By Safe Harbor Shelter Clinical Case Manager, Julia Parmer
I was in my office, trying to seize on a small window of opportunity to tackle a pile of paperwork, when a client came running through my door. “Julia! You have to see this. Willie built an easel!” I knew, or rather, I had heard, that my client Willie was an artist. A likeness of Janet Jackson, almost eerie in its uncanny resemblance to the pop star, had floated for many years from office to office at Safe Harbor, left long ago by Willie after a previous shelter stay. But I had never seen his current work, nor had I seen him in action. I went outside where, indeed, Willie had, using two chairs, some posterboard, and other odds and ends, fashioned himself a makeshift easel and was hard at work, charcoal pen in cramped, blackened hand. I joined the gathered group of spectators who stood in silence, eagerly watching as Willie put pen to paper and the shape of a face began to form.
We soon decided to move Willie’s art supplies upstairs into our second floor Learning Center; a new room at the shelter, designated for onsite programming. In this room, we offer a host of courses for our residents, such as financial literacy classes and resume workshops. These classes are meant to help our residents make the most productive use of their time at the shelter; to further assist them in their goals of self-sufficiency, employment, and permanent housing. But this room also serves a second, and equally important purpose; to build life skills, to expand creative abilities, strengthen social emotional and physical well-being. To that end, we’ve offered yoga, nutrition, color therapy, arts and crafts, knitting, and, of late, Willie’s fine arts studio.
In March, one of our staff members started a weekly women’s group in that same Learning Center. The group is not therapy; it’s a safe space to explore and navigate the challenges of living in a shelter as a woman, as well as a place for women to express their creative sides. Recently, they put together vision boards; empowering artistic collages to express ones’ dreams, goals, and hopes for the future. They made these using simple materials that we’ve had donated; old magazines, colored markers, stickers. The results were extraordinary. Sometimes I leave work feeling powerless, nearly hopeless at the homeless situation in our County. How is it, I thought to myself, as I looked at each finely crafted board, that our residents, despite the hardships, the heartache, the struggles, were able to draw on such inner strength and creativity to produce such things of beauty? And why is it that I ever doubted they could?
Earlier this year, a former client emailed me to ask for a recommendation letter as she was putting together an application for an MFA program in creative writing. I had not seen this client since she left the shelter more than two years ago, but she felt that it was during her time at Safe Harbor that she experienced the personal and artistic growth to propel her to reach for this long-held dream of hers to go back to graduate school. I was deeply moved that she had found her experience at the shelter to be so transformative, and, more importantly, that she was taking these brave steps (at the age of 50 no less) to fulfill this goal of pursuing a career and a life in the creative arts.

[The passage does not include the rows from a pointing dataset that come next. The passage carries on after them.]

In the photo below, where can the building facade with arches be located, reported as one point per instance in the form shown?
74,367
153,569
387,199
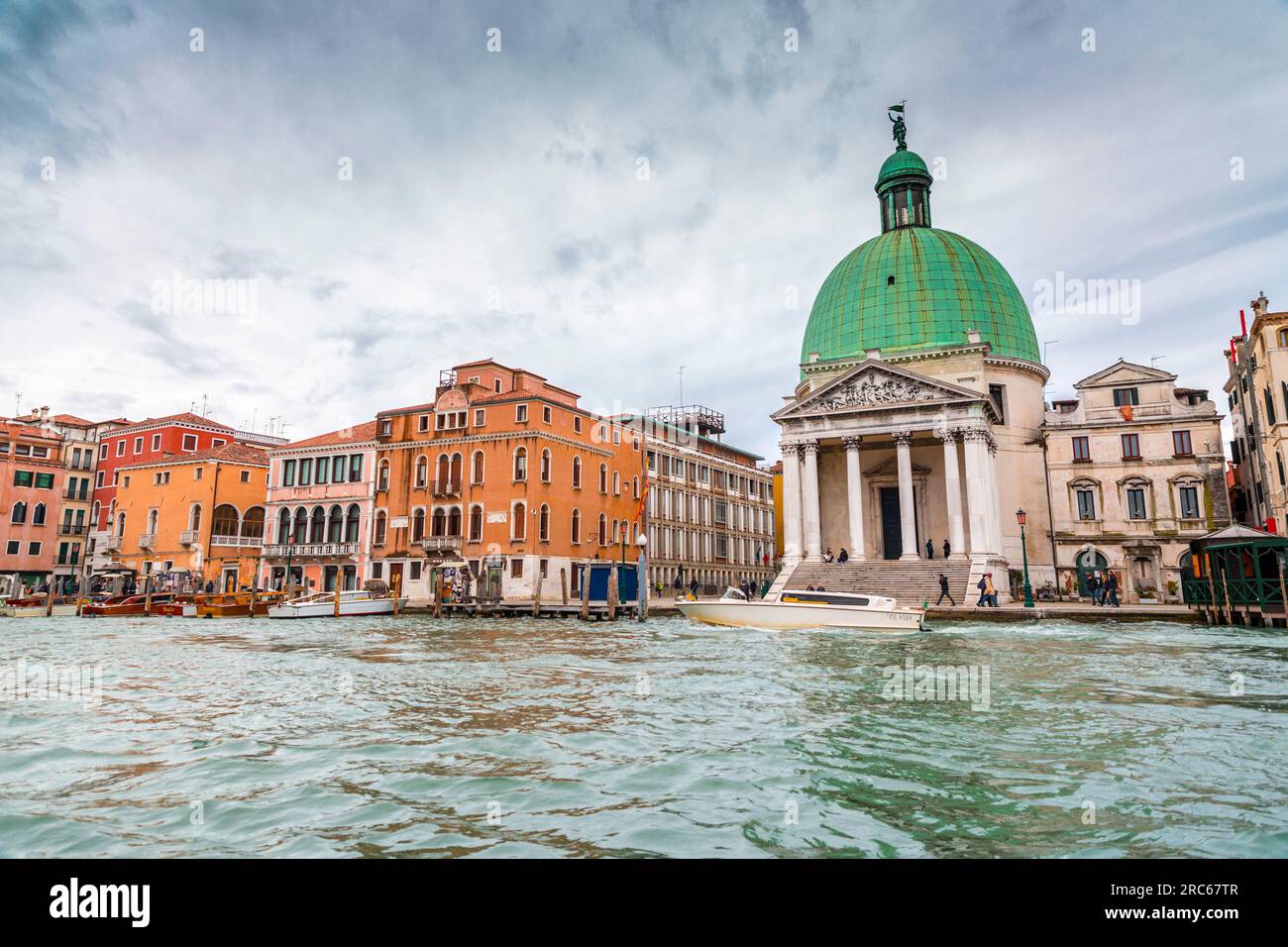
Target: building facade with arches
506,474
320,510
1136,467
200,513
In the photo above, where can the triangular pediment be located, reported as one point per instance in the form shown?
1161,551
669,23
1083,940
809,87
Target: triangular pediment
1125,372
879,385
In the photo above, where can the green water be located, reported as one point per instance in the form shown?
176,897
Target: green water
537,737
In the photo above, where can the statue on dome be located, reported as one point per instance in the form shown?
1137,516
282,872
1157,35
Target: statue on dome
900,131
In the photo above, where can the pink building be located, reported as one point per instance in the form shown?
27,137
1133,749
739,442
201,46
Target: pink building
318,513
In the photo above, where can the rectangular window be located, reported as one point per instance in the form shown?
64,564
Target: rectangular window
1086,504
1136,502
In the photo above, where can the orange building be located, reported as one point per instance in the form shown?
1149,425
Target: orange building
200,513
503,472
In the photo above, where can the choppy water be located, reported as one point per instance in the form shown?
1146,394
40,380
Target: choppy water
419,737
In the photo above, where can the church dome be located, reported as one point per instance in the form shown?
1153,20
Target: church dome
915,286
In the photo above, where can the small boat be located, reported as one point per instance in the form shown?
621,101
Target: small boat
236,604
322,604
795,608
129,604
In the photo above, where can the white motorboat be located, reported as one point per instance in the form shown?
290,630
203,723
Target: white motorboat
322,604
795,608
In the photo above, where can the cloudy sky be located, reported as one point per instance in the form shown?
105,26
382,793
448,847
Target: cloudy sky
622,188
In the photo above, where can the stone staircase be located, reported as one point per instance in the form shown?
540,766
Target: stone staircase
909,581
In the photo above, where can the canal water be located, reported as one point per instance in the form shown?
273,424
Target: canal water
539,737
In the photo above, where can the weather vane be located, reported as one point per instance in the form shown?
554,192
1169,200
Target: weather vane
900,131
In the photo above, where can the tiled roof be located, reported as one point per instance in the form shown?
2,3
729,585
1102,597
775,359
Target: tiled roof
232,454
359,432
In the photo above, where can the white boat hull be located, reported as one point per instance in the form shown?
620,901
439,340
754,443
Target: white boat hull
782,616
326,609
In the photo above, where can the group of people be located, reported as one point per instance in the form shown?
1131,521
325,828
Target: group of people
1104,589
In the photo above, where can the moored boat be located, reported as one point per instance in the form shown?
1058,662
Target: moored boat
807,608
323,605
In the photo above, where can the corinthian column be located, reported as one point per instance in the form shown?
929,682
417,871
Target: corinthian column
953,491
791,501
854,491
812,522
907,515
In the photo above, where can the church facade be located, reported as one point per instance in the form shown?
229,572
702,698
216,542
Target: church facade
915,429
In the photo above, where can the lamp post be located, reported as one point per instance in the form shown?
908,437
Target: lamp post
1021,517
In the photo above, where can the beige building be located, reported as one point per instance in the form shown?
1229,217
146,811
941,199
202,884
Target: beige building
1257,397
1136,471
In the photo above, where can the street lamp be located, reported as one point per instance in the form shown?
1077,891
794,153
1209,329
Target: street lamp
1021,517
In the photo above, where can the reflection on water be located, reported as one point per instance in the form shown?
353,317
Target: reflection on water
541,737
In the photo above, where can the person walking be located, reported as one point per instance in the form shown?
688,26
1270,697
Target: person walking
943,590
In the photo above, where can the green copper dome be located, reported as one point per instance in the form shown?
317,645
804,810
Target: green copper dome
914,286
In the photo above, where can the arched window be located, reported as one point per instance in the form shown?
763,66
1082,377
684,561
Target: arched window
224,522
253,523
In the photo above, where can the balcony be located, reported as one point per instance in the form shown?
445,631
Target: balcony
447,487
307,551
236,540
441,543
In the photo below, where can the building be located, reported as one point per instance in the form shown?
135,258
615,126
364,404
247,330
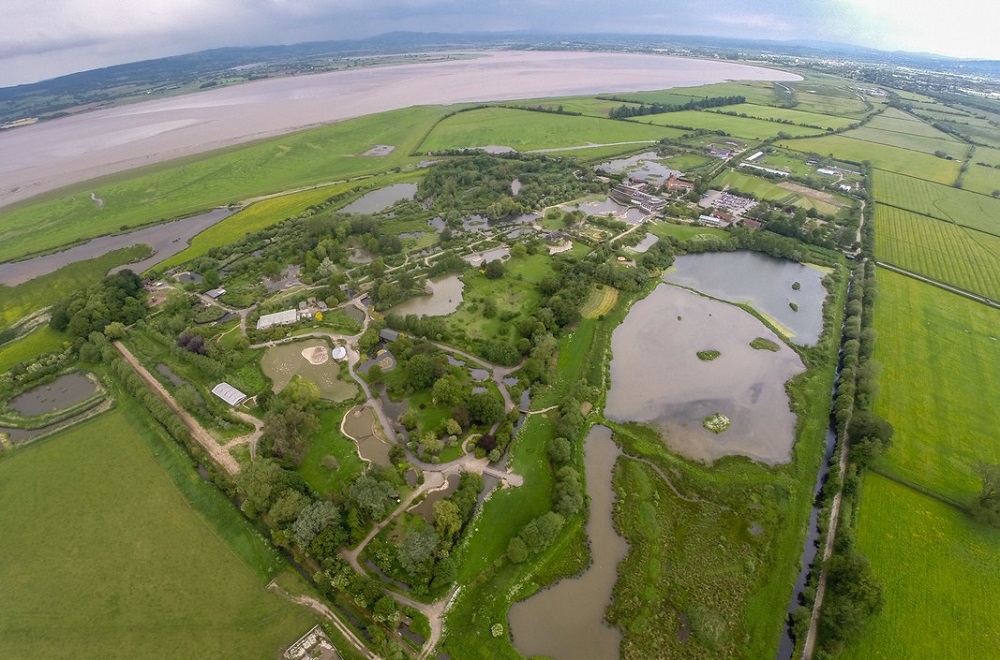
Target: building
229,394
286,317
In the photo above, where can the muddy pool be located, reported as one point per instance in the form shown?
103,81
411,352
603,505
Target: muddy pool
657,377
566,621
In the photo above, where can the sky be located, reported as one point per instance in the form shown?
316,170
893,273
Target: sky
42,39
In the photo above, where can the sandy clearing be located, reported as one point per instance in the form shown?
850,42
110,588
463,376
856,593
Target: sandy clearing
49,155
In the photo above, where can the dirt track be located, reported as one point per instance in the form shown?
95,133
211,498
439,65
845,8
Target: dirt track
222,457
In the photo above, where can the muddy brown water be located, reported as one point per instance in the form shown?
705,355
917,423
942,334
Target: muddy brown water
47,155
657,377
284,362
65,391
764,282
166,240
566,621
445,297
379,200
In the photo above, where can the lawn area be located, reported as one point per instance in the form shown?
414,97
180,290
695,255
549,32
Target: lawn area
939,201
882,156
940,571
944,251
748,129
192,185
104,557
30,296
330,442
29,347
785,114
939,354
526,131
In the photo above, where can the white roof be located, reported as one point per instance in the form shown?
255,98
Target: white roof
278,318
229,394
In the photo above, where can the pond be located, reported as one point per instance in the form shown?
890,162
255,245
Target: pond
766,283
306,360
566,621
445,297
379,200
426,507
658,378
645,167
165,239
65,391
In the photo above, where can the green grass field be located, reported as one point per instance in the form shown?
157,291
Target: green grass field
527,131
740,127
940,572
105,558
939,201
894,159
31,296
966,258
188,186
784,114
938,353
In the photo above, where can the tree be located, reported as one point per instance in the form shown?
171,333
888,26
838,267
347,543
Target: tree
372,495
312,520
986,507
416,549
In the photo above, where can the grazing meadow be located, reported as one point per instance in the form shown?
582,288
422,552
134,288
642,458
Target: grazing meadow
940,250
149,573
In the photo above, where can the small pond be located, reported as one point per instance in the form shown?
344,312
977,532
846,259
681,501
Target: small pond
379,200
426,507
306,359
65,391
766,283
445,297
566,621
657,377
165,239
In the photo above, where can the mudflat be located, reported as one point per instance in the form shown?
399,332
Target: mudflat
48,155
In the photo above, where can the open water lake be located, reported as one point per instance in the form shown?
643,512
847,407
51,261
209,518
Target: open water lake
766,283
657,377
566,621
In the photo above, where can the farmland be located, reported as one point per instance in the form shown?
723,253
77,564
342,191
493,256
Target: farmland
746,128
939,201
885,157
188,186
930,336
525,131
939,569
114,571
941,250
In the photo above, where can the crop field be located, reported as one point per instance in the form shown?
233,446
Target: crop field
983,180
149,576
921,143
941,250
601,301
255,217
184,187
938,353
527,131
940,572
33,295
784,114
939,201
27,348
748,129
894,159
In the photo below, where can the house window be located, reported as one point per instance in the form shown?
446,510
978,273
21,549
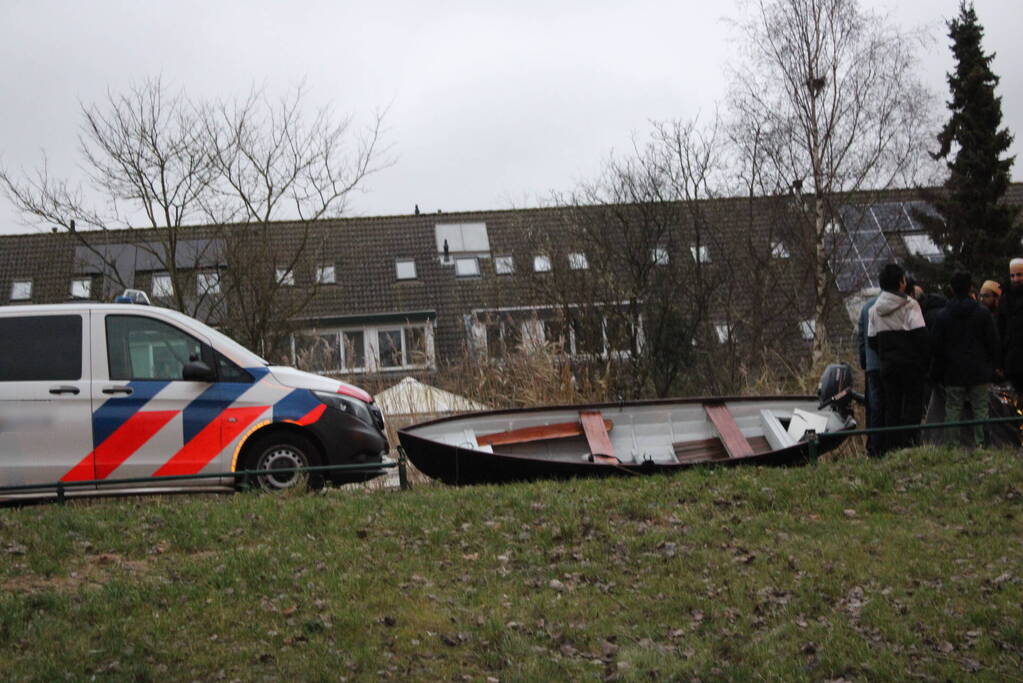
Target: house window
503,265
208,283
317,353
461,237
404,347
20,290
325,274
405,269
577,261
353,350
921,244
81,288
466,267
285,277
163,286
701,254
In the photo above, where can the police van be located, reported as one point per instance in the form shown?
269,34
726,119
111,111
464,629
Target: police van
96,393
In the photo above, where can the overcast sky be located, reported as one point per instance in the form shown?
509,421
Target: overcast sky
492,105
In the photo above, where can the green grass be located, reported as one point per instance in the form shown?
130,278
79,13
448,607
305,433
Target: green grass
902,567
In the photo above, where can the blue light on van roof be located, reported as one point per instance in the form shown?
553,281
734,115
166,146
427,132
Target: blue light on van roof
132,297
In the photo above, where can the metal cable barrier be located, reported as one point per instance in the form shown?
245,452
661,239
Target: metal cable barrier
813,439
242,475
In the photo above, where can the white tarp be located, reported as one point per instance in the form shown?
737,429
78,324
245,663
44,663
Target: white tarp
410,397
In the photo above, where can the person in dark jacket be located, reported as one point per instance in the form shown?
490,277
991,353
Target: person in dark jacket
1011,320
896,331
966,349
934,391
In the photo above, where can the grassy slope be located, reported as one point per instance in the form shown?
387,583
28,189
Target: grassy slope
877,570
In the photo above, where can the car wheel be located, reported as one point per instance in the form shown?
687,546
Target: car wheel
283,453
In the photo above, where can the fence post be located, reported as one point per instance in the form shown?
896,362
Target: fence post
402,469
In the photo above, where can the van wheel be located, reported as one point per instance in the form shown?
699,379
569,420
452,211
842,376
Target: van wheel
284,452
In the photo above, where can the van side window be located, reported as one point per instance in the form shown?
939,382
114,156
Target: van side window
41,348
141,348
228,371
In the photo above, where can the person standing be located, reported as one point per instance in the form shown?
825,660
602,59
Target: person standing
966,349
871,365
1011,323
896,331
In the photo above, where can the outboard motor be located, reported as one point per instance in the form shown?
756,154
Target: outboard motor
835,390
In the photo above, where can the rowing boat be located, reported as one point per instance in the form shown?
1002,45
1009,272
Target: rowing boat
638,438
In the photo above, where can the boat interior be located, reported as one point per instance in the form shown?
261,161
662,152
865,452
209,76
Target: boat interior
664,434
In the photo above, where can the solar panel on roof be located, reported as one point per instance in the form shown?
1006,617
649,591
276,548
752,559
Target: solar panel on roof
858,254
912,208
890,217
853,217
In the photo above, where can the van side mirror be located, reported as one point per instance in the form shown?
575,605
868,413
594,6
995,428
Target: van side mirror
197,371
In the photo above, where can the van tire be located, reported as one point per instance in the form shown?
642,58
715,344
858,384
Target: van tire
283,451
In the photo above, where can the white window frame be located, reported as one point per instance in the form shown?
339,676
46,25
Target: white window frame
81,287
577,261
20,290
208,282
371,347
402,269
462,237
326,274
921,243
504,265
532,331
466,267
372,335
284,277
162,286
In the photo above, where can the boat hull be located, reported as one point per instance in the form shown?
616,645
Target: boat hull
458,464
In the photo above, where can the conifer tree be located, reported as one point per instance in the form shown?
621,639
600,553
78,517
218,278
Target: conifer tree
979,230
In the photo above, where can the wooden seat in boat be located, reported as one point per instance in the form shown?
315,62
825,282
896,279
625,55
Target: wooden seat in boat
596,434
543,431
731,437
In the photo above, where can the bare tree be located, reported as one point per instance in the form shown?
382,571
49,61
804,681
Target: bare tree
832,93
158,164
646,291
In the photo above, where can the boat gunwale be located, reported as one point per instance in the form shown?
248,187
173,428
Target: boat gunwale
616,404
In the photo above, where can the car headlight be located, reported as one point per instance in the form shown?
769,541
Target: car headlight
346,405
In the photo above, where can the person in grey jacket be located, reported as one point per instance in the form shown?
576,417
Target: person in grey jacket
871,365
896,330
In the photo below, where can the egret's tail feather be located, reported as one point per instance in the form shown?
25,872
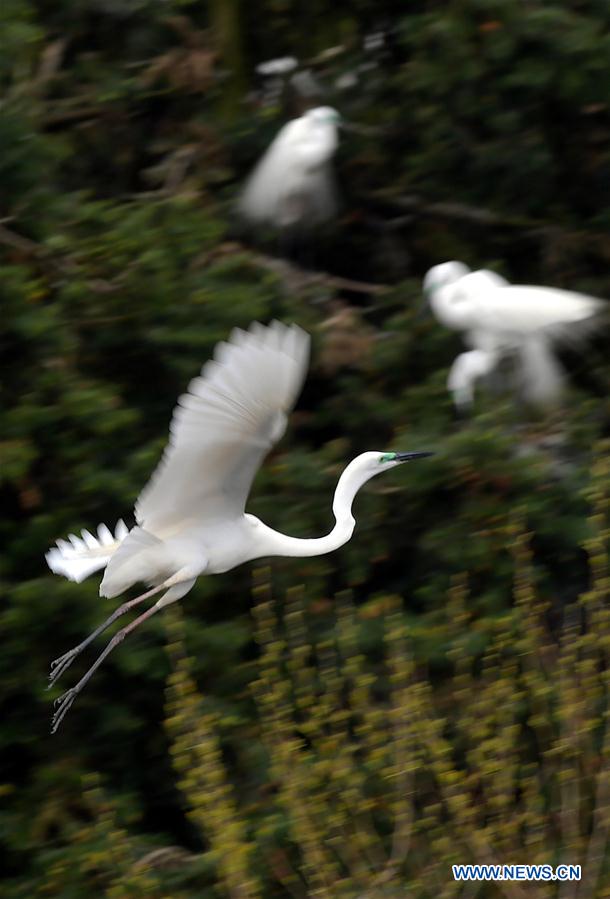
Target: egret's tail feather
78,557
542,374
138,555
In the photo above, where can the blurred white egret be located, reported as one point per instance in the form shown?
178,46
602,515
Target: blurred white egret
500,319
293,185
191,517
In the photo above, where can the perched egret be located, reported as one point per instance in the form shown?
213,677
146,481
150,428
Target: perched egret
292,186
500,319
190,517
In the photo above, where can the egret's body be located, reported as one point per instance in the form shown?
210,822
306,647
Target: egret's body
499,319
293,185
190,518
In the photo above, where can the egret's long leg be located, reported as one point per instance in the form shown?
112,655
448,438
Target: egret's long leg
58,666
66,700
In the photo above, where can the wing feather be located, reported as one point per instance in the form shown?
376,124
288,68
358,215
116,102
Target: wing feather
223,427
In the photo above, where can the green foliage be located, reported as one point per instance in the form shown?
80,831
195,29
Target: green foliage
480,131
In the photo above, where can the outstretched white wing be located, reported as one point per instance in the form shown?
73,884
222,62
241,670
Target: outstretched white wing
78,557
525,309
223,427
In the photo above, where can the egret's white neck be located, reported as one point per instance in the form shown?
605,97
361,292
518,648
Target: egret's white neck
273,543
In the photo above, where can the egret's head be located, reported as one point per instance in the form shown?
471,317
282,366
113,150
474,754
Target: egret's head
372,463
324,115
362,469
443,275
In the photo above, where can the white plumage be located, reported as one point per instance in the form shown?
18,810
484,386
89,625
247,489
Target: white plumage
293,184
190,517
499,319
81,556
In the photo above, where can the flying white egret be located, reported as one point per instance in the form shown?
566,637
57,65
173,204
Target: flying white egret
293,185
501,319
190,517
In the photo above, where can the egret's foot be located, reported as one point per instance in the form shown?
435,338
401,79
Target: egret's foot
58,666
63,702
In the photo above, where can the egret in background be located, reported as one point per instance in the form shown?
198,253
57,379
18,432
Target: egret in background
500,319
293,185
190,517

So often I am surprised by the imagination and the thirst for knowledge that I witness on a regular basis at work. We’ve had guitarists, sculptor, painters, writers; so many creative and capable individuals. It is so easy to stigmatize that which we don’t know or which we fear. The concept of homelessness, of a homeless shelter, does not necessarily immediately lend itself to the notion of the creative arts. So we make assumptions and snap judgements, as we are naturally all prone to do.
But on that day, watching Willie begin to sketch out a future masterpiece in the front parking lot of our 90 bed facility, surrounded by his fellow residents, I had to simply take a moment to reflect and to remind myself that there is so much beauty in the world, if only we open our eyes to it.